The Lansing State Journal published an unsigned editorial today calling for Big Ten football officials to attend post-game press conferences as one of a two steps it said could help clean up officiating mistakes in the conference. The other move the Journal is key on is hiring full-time referees to lead the otherwise part-time crews (currently all refs are part timers).
The idea of media (and therefore public) accountability is one that has been traditionally shunned by most sports leagues. No major U.S. sports league has referees make public statements after games. And some European sports leagues - the English Premier League for example - gives stiff fines to any player or manager who dares to harshly criticize the referees who worked their match.
That attitude may be changing, however, and it has started with a league not known for being on the leading edge of progress - Major League Baseball. It started with a terrible call in game four of the American League Championship Series by third base umpire Tim McClelland, when two Yankees were standing off third base, both were tagged out yet only one was called out. McClelland, who has a fairly good reputation among MLB officials, decided to sit down with the media afterwards, take his medicine and explain how he botched the thing.
The Southeastern Conference has begun exposing referees to scrutiny as well, publicly reprimanding and suspending the officials who worked the Arkansas-Florida game this year and missed calls that wound up helping Florida on its winning drive. Such public reprimands are anathema to the Big Ten, which by its internal policy doesn't comment on officiating.

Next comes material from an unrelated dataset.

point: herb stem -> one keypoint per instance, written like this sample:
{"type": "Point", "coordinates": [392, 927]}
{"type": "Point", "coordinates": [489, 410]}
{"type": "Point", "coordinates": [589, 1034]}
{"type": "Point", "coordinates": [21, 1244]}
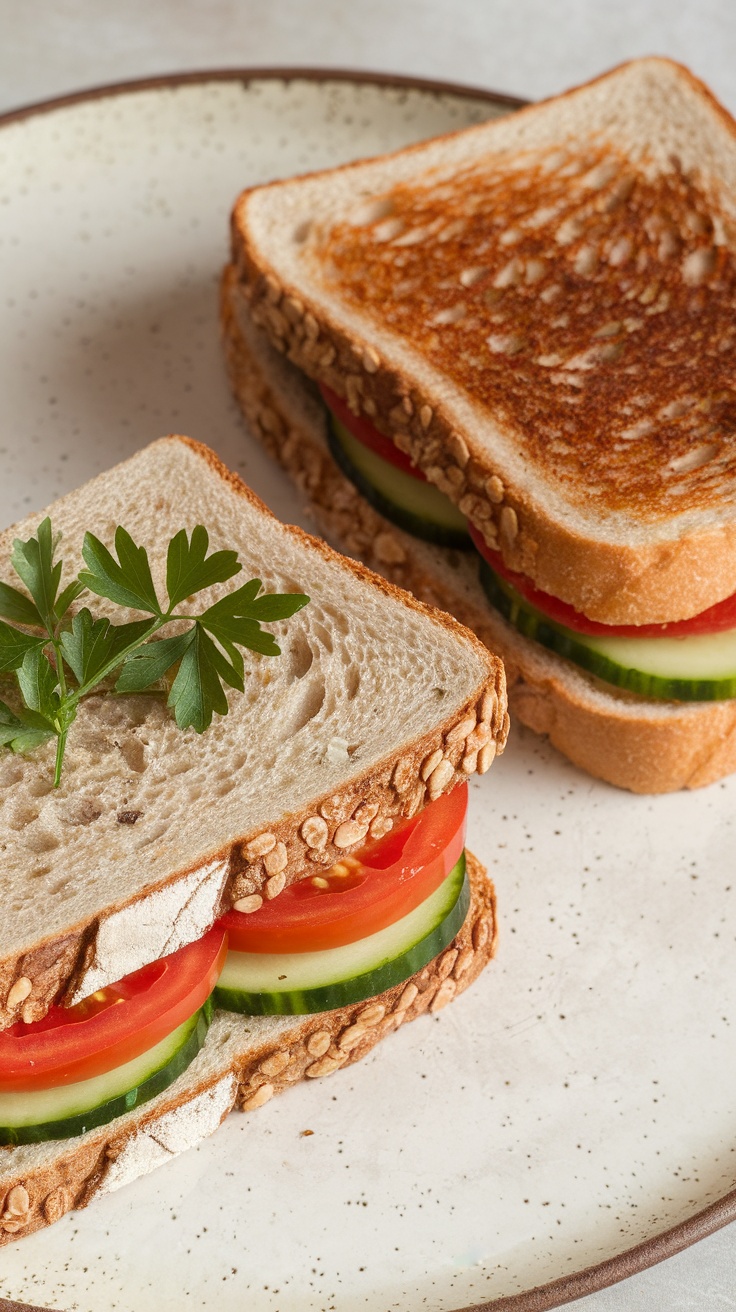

Could such scrutiny help clean up officiating? Perhaps. But it certainly won't help MSU after the fact when it gets hammered by a non-existent personal foul call and a non-review of a clear fumble. No one is going to go back and change the result and Sparty doesn't get a do-over of the whole Iowa game.
I'd love to see penalties be reviewable under the current replay system, particularly if they are large, drive-sustaining ones late in the game. Subjecting officials to post-game press conferences does nothing to change egregious errors on the field.